Words Matter


Observation: words matter, and what words we use can hold us back.

In creating great products, we want to have cross-functional teams working closely together and bring all of their expertise together in sort of a hadron collider for ideas where learning and creation of new and interesting things is commonplace.

Words can be a barrier or an accelerant to reaching that desired state.

There are a number of words that are particularly constraining and commonly appear, because they have a long history in product development. Yet they reinforce old approaches and can constrain how your teams behave or believe they should behave.

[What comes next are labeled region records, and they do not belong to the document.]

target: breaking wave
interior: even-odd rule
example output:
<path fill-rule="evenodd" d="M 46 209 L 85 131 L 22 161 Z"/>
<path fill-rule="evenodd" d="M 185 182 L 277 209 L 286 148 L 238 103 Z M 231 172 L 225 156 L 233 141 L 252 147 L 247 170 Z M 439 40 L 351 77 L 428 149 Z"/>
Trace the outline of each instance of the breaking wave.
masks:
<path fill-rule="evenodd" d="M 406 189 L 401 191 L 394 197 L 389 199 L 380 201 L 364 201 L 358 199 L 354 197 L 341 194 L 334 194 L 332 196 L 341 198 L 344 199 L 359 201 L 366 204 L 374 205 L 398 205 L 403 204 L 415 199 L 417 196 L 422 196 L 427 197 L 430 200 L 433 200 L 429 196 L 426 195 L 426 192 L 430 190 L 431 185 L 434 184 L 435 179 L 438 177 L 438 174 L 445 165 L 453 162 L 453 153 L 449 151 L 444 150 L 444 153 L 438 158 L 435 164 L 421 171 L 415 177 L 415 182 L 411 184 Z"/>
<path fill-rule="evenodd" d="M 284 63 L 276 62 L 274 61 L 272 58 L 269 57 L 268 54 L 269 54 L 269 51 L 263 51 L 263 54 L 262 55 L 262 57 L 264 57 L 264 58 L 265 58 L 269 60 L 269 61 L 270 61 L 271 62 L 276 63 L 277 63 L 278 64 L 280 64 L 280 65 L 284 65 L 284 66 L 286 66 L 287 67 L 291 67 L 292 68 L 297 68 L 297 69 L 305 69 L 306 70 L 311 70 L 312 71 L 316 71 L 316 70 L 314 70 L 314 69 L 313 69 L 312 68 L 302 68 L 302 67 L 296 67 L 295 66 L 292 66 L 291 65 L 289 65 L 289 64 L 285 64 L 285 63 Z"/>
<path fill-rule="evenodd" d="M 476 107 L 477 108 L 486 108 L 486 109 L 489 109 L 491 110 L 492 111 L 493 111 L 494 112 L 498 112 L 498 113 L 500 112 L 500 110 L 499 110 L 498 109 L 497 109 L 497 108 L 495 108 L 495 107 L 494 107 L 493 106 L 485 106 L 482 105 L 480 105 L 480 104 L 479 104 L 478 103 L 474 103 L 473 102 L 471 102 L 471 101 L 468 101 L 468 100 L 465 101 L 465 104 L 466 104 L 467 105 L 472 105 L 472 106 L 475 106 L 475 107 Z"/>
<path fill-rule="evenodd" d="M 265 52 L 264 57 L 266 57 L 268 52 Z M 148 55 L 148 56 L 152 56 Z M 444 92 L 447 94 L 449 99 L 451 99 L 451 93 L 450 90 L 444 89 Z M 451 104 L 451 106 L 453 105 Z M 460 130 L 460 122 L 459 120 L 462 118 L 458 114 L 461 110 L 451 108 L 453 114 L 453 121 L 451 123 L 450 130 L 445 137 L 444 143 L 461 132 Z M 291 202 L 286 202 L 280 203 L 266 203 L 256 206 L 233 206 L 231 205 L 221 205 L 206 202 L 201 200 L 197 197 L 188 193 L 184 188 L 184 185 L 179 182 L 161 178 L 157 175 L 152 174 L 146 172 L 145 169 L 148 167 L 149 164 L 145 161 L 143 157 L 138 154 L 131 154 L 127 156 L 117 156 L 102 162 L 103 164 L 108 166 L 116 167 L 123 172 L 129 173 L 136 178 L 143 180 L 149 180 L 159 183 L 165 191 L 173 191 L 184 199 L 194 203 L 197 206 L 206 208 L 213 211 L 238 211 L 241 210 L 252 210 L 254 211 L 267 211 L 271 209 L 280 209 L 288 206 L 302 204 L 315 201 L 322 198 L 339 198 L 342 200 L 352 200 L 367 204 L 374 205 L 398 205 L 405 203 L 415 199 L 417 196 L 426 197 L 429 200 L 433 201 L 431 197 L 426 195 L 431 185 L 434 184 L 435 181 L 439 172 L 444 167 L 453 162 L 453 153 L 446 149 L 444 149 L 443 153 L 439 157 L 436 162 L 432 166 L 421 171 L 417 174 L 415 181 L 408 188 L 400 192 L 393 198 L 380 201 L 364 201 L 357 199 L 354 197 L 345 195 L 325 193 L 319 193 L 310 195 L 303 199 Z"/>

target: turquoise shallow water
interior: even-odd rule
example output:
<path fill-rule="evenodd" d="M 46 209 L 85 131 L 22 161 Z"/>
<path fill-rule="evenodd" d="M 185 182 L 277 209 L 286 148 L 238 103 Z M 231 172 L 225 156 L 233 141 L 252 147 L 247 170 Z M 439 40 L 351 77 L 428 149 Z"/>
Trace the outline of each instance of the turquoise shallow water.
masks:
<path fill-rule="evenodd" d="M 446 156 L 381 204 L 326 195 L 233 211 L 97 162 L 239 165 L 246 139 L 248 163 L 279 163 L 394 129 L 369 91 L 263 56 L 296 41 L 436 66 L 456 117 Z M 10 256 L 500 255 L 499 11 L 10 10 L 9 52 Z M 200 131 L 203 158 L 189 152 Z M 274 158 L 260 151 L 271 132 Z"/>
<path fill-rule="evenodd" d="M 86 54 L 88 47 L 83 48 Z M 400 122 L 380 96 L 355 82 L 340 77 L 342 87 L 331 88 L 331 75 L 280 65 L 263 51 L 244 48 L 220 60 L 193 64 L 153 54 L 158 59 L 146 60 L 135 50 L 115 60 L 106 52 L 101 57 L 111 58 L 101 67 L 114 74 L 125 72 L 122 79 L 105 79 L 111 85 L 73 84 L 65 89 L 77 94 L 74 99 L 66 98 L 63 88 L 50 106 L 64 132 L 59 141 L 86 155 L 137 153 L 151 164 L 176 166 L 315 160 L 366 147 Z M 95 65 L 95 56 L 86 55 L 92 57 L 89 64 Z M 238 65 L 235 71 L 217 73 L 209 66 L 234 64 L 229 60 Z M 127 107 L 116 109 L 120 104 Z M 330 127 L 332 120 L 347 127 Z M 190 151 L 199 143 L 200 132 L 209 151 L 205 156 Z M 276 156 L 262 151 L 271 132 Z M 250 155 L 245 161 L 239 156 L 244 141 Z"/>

By shifting our language slightly, we can give ourselves and our teams more space to perform at the highest level.

Resources

Resources don’t have ideas, feedback, feelings, passions, needs, and reactions. If we use that word to describe people, it’s easy to forget to include those people in collaborative ideating, refinement, and enlist them to the cause.

Resources is not a good label for people. It implies that you are just a number, something to be moved around and consumed, like pork bellies or grains.

Let’s call them people. Even better, by what they do: designers, engineers, testers. Whenever possible let’s call them by their names, as in Sarah, or Jack or Hector.

Doing so is an acknowledgement of their uniqueness. It’s a validation that they are valuable. It’s setting an expectation that everyone should treat them like people.

Requirements

Requirements are, by definition, rigid and non-negotiable. Requirements are not supposed to change, they are not optional, they are _required_.

If one person is giving another a requirement, it is closer to a contract than a conversation. Friends don’t give each other requirements. Companies and consultants give each other requirements.

Let’s instead talk about customer problems and needs, and the relative opportunity we have by meeting them. Let’s talk about how important and urgent those needs are to meet relative to each other: for the customer and business.

Customers

Customers are rarely homogenous in their needs, behaviors and desires. This is why customer segmentation matters: how do you believe the market is segmented, who are you targeting, and what is your positioning for your target segments.

Often the word customer is used as a catch-all.

What customers want is X. We are solving for customer need Y.

By using the word customer, we are signaling that customers are homogenous and uniform - they aren’t.

There are various personas and segments that we are serving and targeting with our efforts. Let’s call them by their persona and segment names instead.

Small enterprises care about X. Administrators need Y.

By doing so we are reinforcing to our teams specifically who we are serving, signaling the complexity of the customer and persona environment, and hopefully spreading our empathy and understanding.

I

When you desire alignment and collaboration, using the word ‘l’ can be a barrier to creating that alignment and encouraging collaboration.

Saying I gives you ownership, which makes sense in some cases: opinions, feelings, beliefs. In other cases saying I shuts down debate, singles you out of the group as a leader on your own, maybe above the rest of your team. I decided. I think.

Can you convert those to we? We decided. We think. If you can, it is far more powerful. Of course, just converting the word to we without authentically aligning and representing the group is not going to get you far. What if your I was We a lot more often. Let’s get to we.


More Space

Let’s give ourselves the elbow room to treat people like people, and customer needs like customer needs by using words that reflect our intentions.